Walter gaped at him apoplectically for a space; and then he took a threatening step forward.
"You filthy double-crossing——"
"Wait a minute," said the Saint. "I think this is Willie coming back."
He pushed past the momentarily paralysed Walter, and went to open the front door again. Willie stood on the step, puffing out his lean rat-like cheeks and quivering as if he had just escaped from the paws of a hungry cat. He scrabbled in his pockets, tugged out a thick sheaf of banknotes, and crushed them into the Saint's hands as they went down the hall.
"It's all there, Mr. Penwick," he gasped. "I haven't been long, have I? Now will you give me——"
It was at that instant that he entered the room which Simon Templar had rented for the occasion, and saw his brother; and his failure to complete the sentence was understandable.
For a time there was absolute silence, while the two devoted brothers glared at each other with hideous rigidity. Simon Templar took out his cigarette case and selected a smoke at luxurious leisure, while Willie stared at Walter with red-hot eyes, and Walter glowered at Willie with specks of foam on his lips. Then the Saint stroked the cog of his lighter; and at the slight sound, as if invisible strait-jackets which held them immobile had been conjured away, the two men started towards each other with simultaneous detonations of speech.
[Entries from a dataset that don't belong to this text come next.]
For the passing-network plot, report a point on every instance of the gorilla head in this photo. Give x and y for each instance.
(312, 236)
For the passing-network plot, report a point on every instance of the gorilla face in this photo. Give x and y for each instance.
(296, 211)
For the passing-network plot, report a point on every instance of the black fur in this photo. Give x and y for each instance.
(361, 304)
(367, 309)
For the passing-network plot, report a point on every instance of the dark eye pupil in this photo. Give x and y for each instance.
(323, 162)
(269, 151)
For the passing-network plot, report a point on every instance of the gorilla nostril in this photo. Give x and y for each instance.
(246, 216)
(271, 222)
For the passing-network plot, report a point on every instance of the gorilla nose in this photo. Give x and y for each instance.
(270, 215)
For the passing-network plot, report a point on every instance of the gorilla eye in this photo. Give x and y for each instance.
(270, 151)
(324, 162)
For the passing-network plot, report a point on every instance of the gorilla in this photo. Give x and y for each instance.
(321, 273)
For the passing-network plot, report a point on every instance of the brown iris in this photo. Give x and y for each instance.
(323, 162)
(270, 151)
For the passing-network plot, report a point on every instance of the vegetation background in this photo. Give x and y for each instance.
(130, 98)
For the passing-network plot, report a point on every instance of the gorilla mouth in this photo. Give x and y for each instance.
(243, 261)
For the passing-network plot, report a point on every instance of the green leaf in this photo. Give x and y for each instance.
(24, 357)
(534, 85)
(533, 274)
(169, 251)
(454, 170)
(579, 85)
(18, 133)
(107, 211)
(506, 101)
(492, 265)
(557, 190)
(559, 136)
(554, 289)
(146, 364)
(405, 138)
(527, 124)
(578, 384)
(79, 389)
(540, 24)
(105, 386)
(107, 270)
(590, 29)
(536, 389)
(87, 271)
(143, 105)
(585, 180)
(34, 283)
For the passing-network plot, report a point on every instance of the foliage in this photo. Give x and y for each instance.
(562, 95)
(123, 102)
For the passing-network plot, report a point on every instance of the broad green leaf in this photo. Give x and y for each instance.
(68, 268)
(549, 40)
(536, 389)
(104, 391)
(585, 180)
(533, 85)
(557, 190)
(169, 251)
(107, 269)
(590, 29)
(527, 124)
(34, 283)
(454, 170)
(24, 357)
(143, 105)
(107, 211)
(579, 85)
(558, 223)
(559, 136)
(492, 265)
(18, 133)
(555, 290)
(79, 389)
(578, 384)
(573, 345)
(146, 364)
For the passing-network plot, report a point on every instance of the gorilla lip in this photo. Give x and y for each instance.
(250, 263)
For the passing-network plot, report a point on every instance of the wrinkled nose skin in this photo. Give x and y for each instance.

"You slimy twister!" snarled Walter.
"You greasy shark!" yapped Willie.
And then, as if this scorching interchange of fraternal compliments made them realise that there was a third party present who had not been included, and who might have felt miserably neglected, they checked their murderous advance towards one another and swung round on him together.
Epithets seared through their minds and slavered on their jaws—ruder, unkinder, more malignant words than they had ever shaped into connected order in their lives. And then, with one accord, they realised that those words could not be spoken yet; and deprived of that outlet, they simmered in a second torrid silence.
Walter was the first to come out of it. He opened his aching throat and brought forth trembling speech.